Created attachment 75536 [details] [review] Proposed additional patch against stock 0.117 Actually, we can do like the rest of body-bane.cc and use g_mime_message_get_header(), since that returns the raw header, not converted to UTF-8. BTW, I don't really get this code in BodyPane :: create_followup_or_reply() v = normalize_subject_re (h); std::string val (v.str, v.len); if (!val.find("RE:") || !val.find ("Re:")) val.replace (0, 3, "Re:"); // be polite & force lowercase 'e' else val.insert (0, "Re: "); // no Re: -- add one. normalize_subject_re() already strips the leading 'Re:'. Why the code to do it again ?
I've just tested the patch and it fixes the issue.

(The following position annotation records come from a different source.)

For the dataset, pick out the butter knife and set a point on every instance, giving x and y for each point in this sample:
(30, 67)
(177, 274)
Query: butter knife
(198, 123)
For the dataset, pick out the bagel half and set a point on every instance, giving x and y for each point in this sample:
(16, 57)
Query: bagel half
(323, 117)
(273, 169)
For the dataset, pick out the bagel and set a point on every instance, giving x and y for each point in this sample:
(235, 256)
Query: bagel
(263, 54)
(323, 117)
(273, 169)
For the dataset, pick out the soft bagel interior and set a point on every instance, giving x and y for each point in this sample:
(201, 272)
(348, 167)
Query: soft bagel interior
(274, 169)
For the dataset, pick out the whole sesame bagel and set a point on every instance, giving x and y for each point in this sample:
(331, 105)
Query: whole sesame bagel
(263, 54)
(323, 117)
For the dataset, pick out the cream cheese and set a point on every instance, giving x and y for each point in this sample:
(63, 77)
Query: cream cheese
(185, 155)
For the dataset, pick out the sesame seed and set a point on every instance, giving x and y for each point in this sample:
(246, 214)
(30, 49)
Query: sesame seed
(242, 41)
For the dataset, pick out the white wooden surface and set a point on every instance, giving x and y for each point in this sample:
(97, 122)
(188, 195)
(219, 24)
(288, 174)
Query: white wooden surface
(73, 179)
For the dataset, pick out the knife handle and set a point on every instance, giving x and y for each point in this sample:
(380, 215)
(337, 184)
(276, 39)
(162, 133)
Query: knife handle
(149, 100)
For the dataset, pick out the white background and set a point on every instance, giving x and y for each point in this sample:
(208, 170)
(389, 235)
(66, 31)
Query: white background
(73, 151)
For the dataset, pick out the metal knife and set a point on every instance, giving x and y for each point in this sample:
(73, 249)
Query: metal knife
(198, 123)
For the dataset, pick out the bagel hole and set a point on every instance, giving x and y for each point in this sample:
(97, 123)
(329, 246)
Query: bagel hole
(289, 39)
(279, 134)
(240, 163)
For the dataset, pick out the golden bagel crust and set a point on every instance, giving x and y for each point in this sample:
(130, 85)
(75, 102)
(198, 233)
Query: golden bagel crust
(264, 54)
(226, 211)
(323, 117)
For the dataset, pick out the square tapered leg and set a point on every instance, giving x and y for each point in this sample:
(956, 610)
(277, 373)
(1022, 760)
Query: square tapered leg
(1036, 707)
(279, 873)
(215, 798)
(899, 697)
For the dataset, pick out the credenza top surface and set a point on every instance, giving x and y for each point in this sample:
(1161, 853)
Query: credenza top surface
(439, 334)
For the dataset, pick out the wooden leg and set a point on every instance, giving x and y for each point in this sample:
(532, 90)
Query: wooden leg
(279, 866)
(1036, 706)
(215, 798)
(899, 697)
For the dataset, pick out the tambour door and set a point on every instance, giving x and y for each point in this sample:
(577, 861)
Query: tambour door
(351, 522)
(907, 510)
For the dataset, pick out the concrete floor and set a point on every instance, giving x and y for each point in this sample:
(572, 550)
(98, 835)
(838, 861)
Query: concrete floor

Chris: patch looks good to me. Please commit. normalize_subject_re() doesn't actually change the string, it just shrinks StringView's view to prune redundant leading Re's. We have to convert that StringView to a std::string before changing case ("RE:" -> "Re:") or prepending an "Re: " if one isn't already there.
Chris: I've cleaned up normalize_subject_re() and its caller a bit so that they're not so overlapping.
And reopening again (I know, you're going to hate :) With pan 0.118, some posts done with Pan/0.14.2.91 are not decoded properly, when group is configured to use ISO-8859-1/15 instead of UTF-8 : From: Foo bar <news_01@boofar.net> Subject: Re: Audits de sécurité Date: Sun, 05 Nov 2006 02:16:37 +0100 User-Agent: Pan/0.14.2.91 (As She Crawled Across the Table (Debian GNU/Linux)) In this case, title is decoded correctly in thread pane whenever is group encoding is configured in UTF-8 or ISO-8859-1 (or -15). But in message pane (and when replying to message), title is not decoded correctly if group encoding is set to ISO-8859-1 (or -15). It is correct only for UTF-8 encoding. Enjoy ;)
... oh boy. :) Can you give me the message id + group, or preferably, attach the full message?
Created attachment 76052 [details] message causing problem here is a message causing problem
Hmm, that article: - specifies a charset ISO-8859-15 in its content type - has a body in ISO-8859-15 (correct) - has a subject in UTF-8 (wrong) To be honest, I don't see a clean solution to this and, because the article is essentially invalid, I'd be tempted to close that as WONTFIX. Charles: any thoughts ?
Well, even if message is invalid (it is ironic to see it was sent by earlier version of pan ;), for full consistency, displaying its subject when group is configured in UTF-8 should be broken too ;) IMHO, group encoding shouldn't affect message display when encoding is specific in a message. Possible heuristic to workaround this problem: if group encoding is not set to UTF-8, if message charset is not UTF-8 and if subject pass g_utf8_validate, don't try to convert it using message charset to UTF-8.
The problem with your workaround is that it breaks support for charsets that are utf-8 clean (see bug #356835). charles: transferring to you, since I won't have any time to look at this this week.
Chris: transferring to you, since I've done nothing with this ticket over the last five weeks and it makes me twitch.
Marking as FIXED, since two of the three cases in this bugreport are addressed. Frederic/Charles: if either of you feel strongly about the final case (displaying an invalid message), feel free to open a new bugreport.